Berlin (dpa/taz) — Eigentlich müßten die Funktionäre des Deutschen Tischtennis-Bundes dreimal täglich ihr Haupt gen Himmel erheben und demütig ihrem Schicksal danken, welches ihnen Jörg Roßkopf und dessen Wohn- und Tischgenossen Steffen Fetzner bescherte. Denn seit das freche Düsseldorfer Duo 1989 in Dortmund Doppel-Weltmeister wurde, ist das Spiel mit dem Zelluloidball zum Zuschauervergnügen und Medienereignis geworden.

Und der Höhenflug hält an: Erstmal steht die Nationalmannschaft nun vor dem Gesamtsieg in der Europaliga, nachdem sie am Dienstag im Hinspiel in Stockholm wider allen Erwartungen Welt- und Europameister Schweden überrumpelt hatte. Die nämlich hatten die Kräfte gänzlich fehl eingeschätzt, die Deutschen schmählich unterschätzt und leichtsinnigerweise auf Weltmeister Jan- Ove Waldner und Vizeweltmeister Jörgen Persson verzichtet. Den dreimaligen Europameister Mikael Appelgren setzten sie lediglich im Doppel und im Mixed ein, die er prompt beide verlor. Den das weltmeisterliche Doppel Roßkopf/Fetzner ließ sich die Butter nicht vom Schläger nehmen. Zwar gaben die beiden den ersten Satz mit 11:21 ab, dann jedoch machten sie ernst und holten die nächsten zwei souverän mit 21:11, 21:16. Im Mixed schien Jörg Roßkopf zunächst etwas verunsichert, daß neben ihm nicht wie gewohnt sein Freund „Speedy“, sondern Nicole Struse den Schläger schwang. 3:21 verloren sie den ersten Satz, bis Roßkopf beschloß, die Moral obsiegen zu lassen und sich mehr auf den Ball zu konzentrieren. 21:14 und 21:18 gewann das Paar knapp und glücklich gegen Appelgren und dessen Partnerin Marie Svensson.

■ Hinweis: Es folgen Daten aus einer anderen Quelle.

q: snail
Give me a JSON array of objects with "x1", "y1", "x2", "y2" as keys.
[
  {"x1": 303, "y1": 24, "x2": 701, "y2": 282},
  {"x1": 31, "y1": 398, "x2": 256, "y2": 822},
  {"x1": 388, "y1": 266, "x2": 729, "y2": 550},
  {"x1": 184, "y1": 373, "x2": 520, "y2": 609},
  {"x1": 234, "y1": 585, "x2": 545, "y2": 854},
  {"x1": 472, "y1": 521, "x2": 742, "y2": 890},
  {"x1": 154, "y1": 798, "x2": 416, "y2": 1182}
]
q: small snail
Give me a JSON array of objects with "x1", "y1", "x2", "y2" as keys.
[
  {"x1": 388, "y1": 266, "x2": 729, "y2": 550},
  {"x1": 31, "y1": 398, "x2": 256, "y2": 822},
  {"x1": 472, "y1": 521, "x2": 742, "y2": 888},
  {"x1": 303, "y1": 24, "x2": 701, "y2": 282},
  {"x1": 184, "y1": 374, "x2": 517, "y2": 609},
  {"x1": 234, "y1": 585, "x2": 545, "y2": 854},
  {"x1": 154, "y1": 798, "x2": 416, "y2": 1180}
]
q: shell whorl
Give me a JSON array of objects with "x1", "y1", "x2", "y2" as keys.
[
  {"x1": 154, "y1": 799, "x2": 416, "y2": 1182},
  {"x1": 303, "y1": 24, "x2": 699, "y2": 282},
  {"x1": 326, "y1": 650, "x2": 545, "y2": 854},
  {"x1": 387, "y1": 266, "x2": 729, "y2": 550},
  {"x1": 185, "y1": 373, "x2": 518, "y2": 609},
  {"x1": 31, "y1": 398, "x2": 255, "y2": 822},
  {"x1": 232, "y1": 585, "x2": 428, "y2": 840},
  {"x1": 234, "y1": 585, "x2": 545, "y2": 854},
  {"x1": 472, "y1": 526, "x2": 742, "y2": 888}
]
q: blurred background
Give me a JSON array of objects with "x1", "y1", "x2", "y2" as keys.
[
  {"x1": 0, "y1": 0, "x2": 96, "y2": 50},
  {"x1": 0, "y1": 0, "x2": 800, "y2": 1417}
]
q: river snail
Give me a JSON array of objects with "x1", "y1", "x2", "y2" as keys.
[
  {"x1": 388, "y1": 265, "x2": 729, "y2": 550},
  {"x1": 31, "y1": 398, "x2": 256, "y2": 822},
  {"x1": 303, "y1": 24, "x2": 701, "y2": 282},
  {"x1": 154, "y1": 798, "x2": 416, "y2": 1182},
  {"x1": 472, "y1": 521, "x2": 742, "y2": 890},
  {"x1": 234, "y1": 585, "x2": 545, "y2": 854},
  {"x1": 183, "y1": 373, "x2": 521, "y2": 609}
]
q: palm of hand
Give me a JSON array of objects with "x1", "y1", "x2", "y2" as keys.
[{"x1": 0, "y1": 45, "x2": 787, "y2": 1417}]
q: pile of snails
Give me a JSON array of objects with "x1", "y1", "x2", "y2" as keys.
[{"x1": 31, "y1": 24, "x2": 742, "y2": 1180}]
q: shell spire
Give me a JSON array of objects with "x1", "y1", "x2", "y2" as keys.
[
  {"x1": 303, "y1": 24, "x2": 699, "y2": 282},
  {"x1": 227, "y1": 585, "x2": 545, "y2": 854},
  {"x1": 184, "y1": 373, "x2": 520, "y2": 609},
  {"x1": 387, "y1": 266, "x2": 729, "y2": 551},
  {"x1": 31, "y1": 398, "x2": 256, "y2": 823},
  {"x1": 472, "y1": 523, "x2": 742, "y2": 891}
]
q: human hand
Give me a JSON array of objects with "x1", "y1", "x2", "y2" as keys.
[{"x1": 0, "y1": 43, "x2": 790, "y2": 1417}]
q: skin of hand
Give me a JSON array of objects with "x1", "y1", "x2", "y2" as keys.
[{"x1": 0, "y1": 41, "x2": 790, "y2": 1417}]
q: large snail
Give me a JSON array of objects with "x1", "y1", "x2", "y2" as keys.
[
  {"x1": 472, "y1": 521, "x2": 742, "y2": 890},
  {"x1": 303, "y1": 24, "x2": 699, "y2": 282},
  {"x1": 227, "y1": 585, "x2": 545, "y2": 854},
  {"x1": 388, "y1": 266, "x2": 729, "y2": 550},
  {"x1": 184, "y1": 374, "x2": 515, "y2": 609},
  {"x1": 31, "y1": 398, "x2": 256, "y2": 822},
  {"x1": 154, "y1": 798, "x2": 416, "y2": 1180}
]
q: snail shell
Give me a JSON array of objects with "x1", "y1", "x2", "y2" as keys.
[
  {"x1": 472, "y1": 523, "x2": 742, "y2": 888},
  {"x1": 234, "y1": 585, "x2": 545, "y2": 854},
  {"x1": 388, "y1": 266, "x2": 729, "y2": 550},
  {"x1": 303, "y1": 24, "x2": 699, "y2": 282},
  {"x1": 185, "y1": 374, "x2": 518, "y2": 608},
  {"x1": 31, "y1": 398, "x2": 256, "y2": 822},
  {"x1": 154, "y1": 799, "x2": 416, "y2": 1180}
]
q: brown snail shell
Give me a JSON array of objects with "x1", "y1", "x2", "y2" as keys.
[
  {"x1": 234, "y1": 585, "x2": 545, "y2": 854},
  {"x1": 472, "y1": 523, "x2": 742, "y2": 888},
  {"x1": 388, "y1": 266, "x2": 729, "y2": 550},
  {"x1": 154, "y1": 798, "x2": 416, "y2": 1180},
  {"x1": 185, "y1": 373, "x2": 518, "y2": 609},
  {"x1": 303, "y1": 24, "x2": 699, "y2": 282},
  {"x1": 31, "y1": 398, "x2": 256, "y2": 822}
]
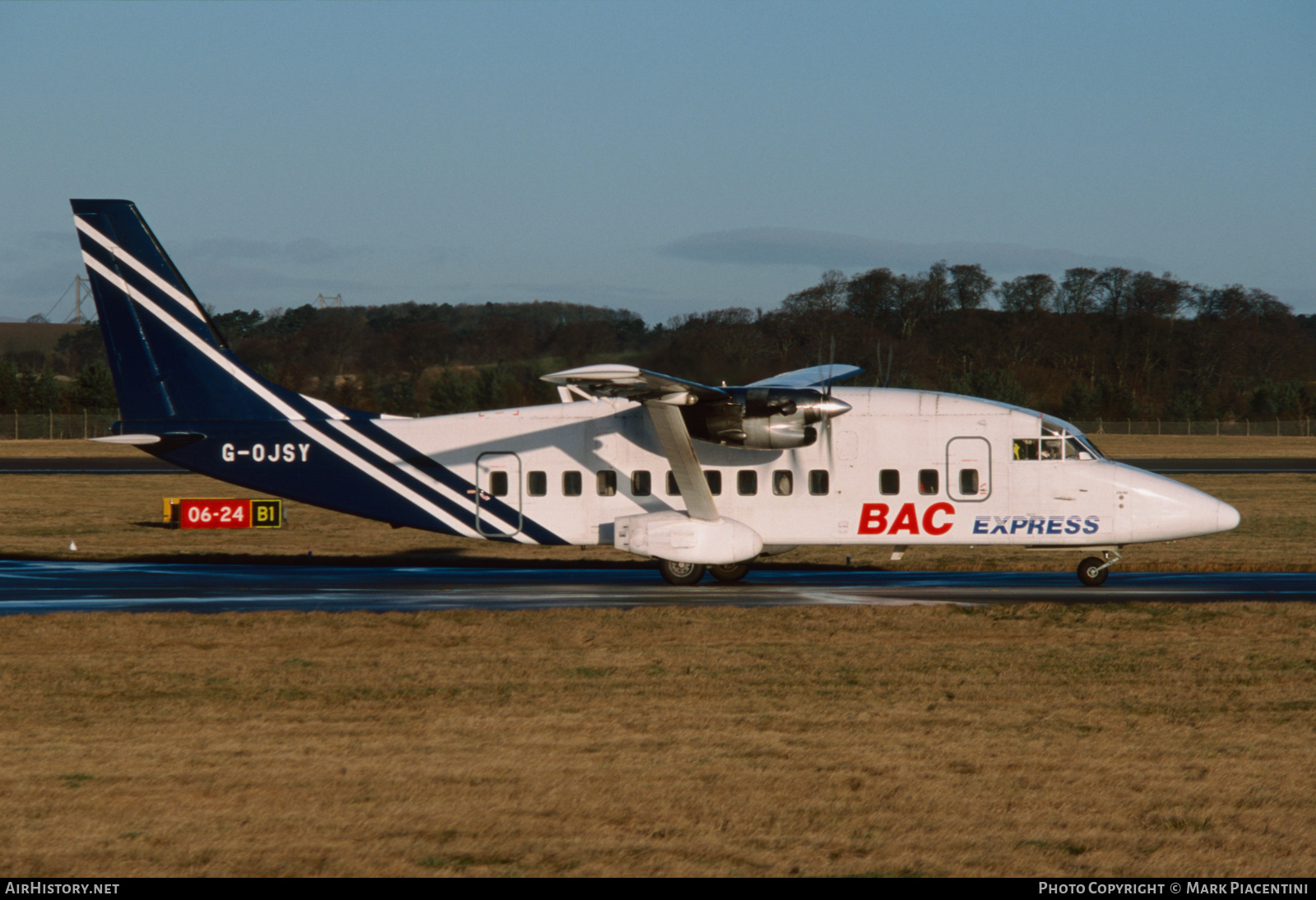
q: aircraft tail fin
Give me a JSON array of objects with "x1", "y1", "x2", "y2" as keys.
[{"x1": 71, "y1": 200, "x2": 336, "y2": 421}]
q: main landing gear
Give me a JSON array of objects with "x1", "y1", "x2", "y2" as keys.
[
  {"x1": 658, "y1": 559, "x2": 748, "y2": 587},
  {"x1": 1077, "y1": 550, "x2": 1120, "y2": 587}
]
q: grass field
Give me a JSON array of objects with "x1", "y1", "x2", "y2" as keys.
[
  {"x1": 0, "y1": 604, "x2": 1316, "y2": 878},
  {"x1": 0, "y1": 437, "x2": 1316, "y2": 878}
]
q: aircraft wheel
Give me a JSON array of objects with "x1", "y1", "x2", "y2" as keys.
[
  {"x1": 658, "y1": 559, "x2": 707, "y2": 587},
  {"x1": 1077, "y1": 557, "x2": 1110, "y2": 587},
  {"x1": 708, "y1": 564, "x2": 748, "y2": 584}
]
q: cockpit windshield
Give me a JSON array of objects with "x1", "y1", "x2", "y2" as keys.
[{"x1": 1015, "y1": 415, "x2": 1104, "y2": 461}]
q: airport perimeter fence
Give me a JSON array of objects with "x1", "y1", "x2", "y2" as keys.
[
  {"x1": 1074, "y1": 419, "x2": 1312, "y2": 437},
  {"x1": 0, "y1": 409, "x2": 118, "y2": 441}
]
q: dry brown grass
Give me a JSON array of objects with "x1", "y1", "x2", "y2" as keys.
[
  {"x1": 0, "y1": 604, "x2": 1316, "y2": 878},
  {"x1": 0, "y1": 438, "x2": 1316, "y2": 878}
]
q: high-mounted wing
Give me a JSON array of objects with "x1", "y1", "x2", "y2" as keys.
[
  {"x1": 745, "y1": 366, "x2": 864, "y2": 388},
  {"x1": 544, "y1": 363, "x2": 730, "y2": 522},
  {"x1": 544, "y1": 363, "x2": 730, "y2": 406}
]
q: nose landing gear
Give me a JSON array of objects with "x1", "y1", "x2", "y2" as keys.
[
  {"x1": 658, "y1": 559, "x2": 748, "y2": 587},
  {"x1": 1077, "y1": 550, "x2": 1120, "y2": 587}
]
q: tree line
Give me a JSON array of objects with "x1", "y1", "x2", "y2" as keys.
[{"x1": 10, "y1": 262, "x2": 1316, "y2": 420}]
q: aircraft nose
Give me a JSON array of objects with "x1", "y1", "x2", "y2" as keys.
[{"x1": 1216, "y1": 501, "x2": 1242, "y2": 531}]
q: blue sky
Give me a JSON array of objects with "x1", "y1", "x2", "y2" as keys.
[{"x1": 0, "y1": 2, "x2": 1316, "y2": 322}]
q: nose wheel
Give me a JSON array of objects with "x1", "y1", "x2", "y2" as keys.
[
  {"x1": 708, "y1": 564, "x2": 748, "y2": 584},
  {"x1": 1077, "y1": 550, "x2": 1120, "y2": 587},
  {"x1": 658, "y1": 559, "x2": 708, "y2": 587}
]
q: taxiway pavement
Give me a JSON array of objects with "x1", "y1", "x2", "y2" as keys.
[{"x1": 0, "y1": 560, "x2": 1316, "y2": 615}]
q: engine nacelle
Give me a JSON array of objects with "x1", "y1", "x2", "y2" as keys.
[
  {"x1": 682, "y1": 387, "x2": 850, "y2": 450},
  {"x1": 612, "y1": 511, "x2": 763, "y2": 566}
]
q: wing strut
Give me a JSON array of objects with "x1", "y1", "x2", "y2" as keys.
[{"x1": 643, "y1": 400, "x2": 721, "y2": 522}]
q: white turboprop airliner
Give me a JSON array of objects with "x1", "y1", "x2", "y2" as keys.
[{"x1": 72, "y1": 200, "x2": 1239, "y2": 586}]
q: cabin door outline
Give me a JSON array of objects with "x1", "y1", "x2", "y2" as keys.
[
  {"x1": 946, "y1": 437, "x2": 991, "y2": 503},
  {"x1": 475, "y1": 450, "x2": 525, "y2": 537}
]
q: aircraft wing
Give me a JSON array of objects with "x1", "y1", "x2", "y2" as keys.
[
  {"x1": 745, "y1": 366, "x2": 864, "y2": 388},
  {"x1": 544, "y1": 363, "x2": 732, "y2": 522},
  {"x1": 542, "y1": 363, "x2": 730, "y2": 406}
]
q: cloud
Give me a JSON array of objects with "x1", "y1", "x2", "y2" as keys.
[
  {"x1": 658, "y1": 228, "x2": 1149, "y2": 274},
  {"x1": 179, "y1": 238, "x2": 366, "y2": 266}
]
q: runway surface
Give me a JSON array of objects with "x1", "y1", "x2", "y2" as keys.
[
  {"x1": 0, "y1": 560, "x2": 1316, "y2": 615},
  {"x1": 0, "y1": 455, "x2": 1316, "y2": 475}
]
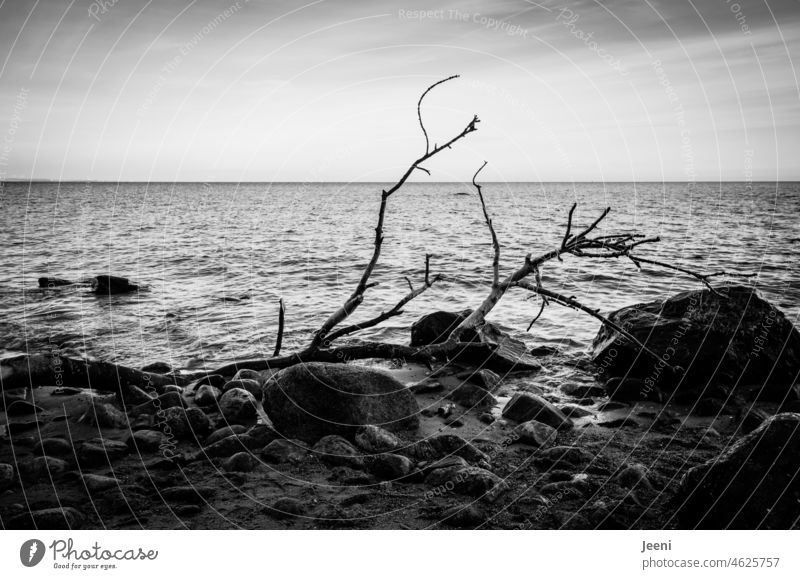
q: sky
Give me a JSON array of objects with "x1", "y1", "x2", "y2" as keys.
[{"x1": 0, "y1": 0, "x2": 800, "y2": 182}]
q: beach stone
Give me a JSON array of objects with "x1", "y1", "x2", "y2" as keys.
[
  {"x1": 311, "y1": 434, "x2": 364, "y2": 470},
  {"x1": 514, "y1": 420, "x2": 558, "y2": 447},
  {"x1": 219, "y1": 388, "x2": 258, "y2": 424},
  {"x1": 194, "y1": 384, "x2": 222, "y2": 406},
  {"x1": 161, "y1": 407, "x2": 211, "y2": 440},
  {"x1": 128, "y1": 430, "x2": 168, "y2": 452},
  {"x1": 355, "y1": 424, "x2": 403, "y2": 454},
  {"x1": 201, "y1": 434, "x2": 258, "y2": 458},
  {"x1": 83, "y1": 474, "x2": 119, "y2": 493},
  {"x1": 558, "y1": 404, "x2": 594, "y2": 419},
  {"x1": 261, "y1": 439, "x2": 308, "y2": 464},
  {"x1": 368, "y1": 453, "x2": 414, "y2": 480},
  {"x1": 17, "y1": 456, "x2": 69, "y2": 482},
  {"x1": 3, "y1": 507, "x2": 83, "y2": 531},
  {"x1": 561, "y1": 384, "x2": 606, "y2": 398},
  {"x1": 265, "y1": 362, "x2": 419, "y2": 442},
  {"x1": 502, "y1": 392, "x2": 573, "y2": 430},
  {"x1": 222, "y1": 378, "x2": 263, "y2": 400},
  {"x1": 140, "y1": 362, "x2": 172, "y2": 374},
  {"x1": 206, "y1": 424, "x2": 247, "y2": 445},
  {"x1": 33, "y1": 437, "x2": 73, "y2": 456},
  {"x1": 605, "y1": 377, "x2": 663, "y2": 402},
  {"x1": 0, "y1": 462, "x2": 15, "y2": 491},
  {"x1": 592, "y1": 284, "x2": 800, "y2": 400},
  {"x1": 6, "y1": 400, "x2": 44, "y2": 416},
  {"x1": 675, "y1": 413, "x2": 800, "y2": 529},
  {"x1": 222, "y1": 452, "x2": 258, "y2": 472},
  {"x1": 425, "y1": 466, "x2": 507, "y2": 498},
  {"x1": 79, "y1": 403, "x2": 129, "y2": 428},
  {"x1": 269, "y1": 497, "x2": 307, "y2": 519}
]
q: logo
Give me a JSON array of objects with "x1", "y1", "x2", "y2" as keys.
[{"x1": 19, "y1": 539, "x2": 45, "y2": 567}]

Im Einzel zog der 21jährige Roßkopf alle Tricks aus der Tasche: Zunächst ließ er Peter Karlsson an seiner unnachahmlichen Rückhand verzweifeln, um anschließend Erik Lindh seine zum Markenzeichen gewordene Hüft-Knick-Vorhand um die Ohren zu hauen. 21:19, 16:21, 21:15 besiegte Roßkopf den Olympiadritten. Und grinste sich eins, denn drei Tage vorher war er beim Europa-Top-12-Turnier in Holland dem späteren Sieger Lindh unterlegen gewesen. „So gut wie vor drei Tagen habe ich gar nicht gespielt“, fand Roßkopf bescheiden.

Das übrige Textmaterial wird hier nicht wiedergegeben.